Strategic program updates and clinical development

• Lead program FICERA targets EGFR and TGF-beta, overcoming prior delivery limitations to the tumor microenvironment.

• FORTIFY trial in HPV-negative recurrent metastatic head and neck cancer is progressing, with global site expansion and strong enrollment momentum.

• FDA alignment achieved for 1,500 mg weekly dose; phase III component underway with 2:1 randomization versus pembrolizumab monotherapy.

• Commercial infrastructure buildout planned for 2026, with launch targeted for 2028.

• Additional capital raised to support commercial build and critical hires.

Clinical data highlights and efficacy

• FICERA shows a confirmed overall response rate of 54%, with 21% complete response and rapid median time to response of 1.4 months.

• High response rates observed across all CPS scores and tumor sizes, with a median duration of response of 21.7 months.

• Depth and durability of response increase with higher doses, with 2,000 mg every two weeks showing median depth of 100%.

• Tolerability profile includes expected EGFR and TGF-beta related adverse events, such as acneiform rash and transient mucosal bleeds.

• Maintenance dosing phase planned to synchronize with pembrolizumab every three weeks.

Regulatory and competitive landscape

• FDA supports 1,500 mg dose selection, granting Breakthrough designation based on open-label data.

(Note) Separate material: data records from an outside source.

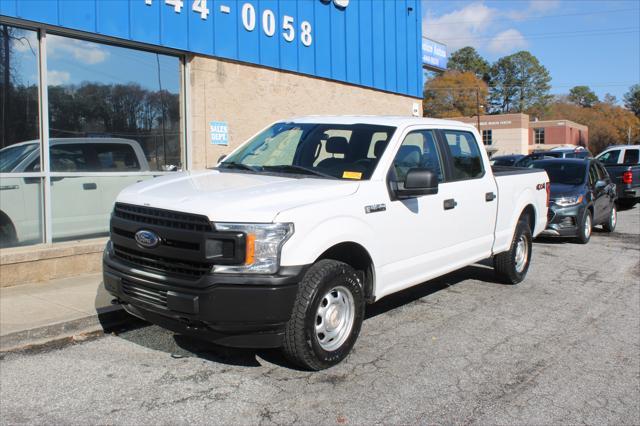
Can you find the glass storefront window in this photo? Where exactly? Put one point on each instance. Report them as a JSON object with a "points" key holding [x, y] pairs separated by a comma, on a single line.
{"points": [[114, 111], [21, 217]]}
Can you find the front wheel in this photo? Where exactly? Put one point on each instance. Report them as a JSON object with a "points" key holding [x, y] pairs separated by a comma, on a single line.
{"points": [[610, 224], [585, 227], [327, 316], [512, 265]]}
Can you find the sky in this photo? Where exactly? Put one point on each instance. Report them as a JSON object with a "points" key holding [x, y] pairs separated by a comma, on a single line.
{"points": [[593, 43]]}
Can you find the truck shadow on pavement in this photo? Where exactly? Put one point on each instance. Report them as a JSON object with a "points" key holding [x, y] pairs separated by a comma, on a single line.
{"points": [[181, 346]]}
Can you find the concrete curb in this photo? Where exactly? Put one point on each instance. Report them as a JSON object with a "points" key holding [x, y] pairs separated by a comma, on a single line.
{"points": [[66, 331]]}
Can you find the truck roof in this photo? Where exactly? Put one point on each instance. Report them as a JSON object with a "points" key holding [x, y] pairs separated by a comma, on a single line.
{"points": [[383, 120]]}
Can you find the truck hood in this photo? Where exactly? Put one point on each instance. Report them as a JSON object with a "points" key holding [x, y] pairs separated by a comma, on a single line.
{"points": [[234, 196]]}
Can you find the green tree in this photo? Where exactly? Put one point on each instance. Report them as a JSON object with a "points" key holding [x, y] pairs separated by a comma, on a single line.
{"points": [[454, 94], [632, 99], [583, 96], [468, 59], [519, 83]]}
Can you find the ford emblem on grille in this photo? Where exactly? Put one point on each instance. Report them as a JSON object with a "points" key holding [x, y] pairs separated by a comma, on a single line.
{"points": [[147, 239]]}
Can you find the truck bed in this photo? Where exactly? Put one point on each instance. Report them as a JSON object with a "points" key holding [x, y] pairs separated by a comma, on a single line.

• Accelerated approval filing will require doubling control arm response rate; confidence in meeting FDA thresholds based on pooled data.

• Overall survival benefit expected, with trial powered for a clinically meaningful two to three-month increase.

• Competitive landscape includes amivantamab and other regimens, but FICERA aims to differentiate on efficacy, safety, and dosing convenience.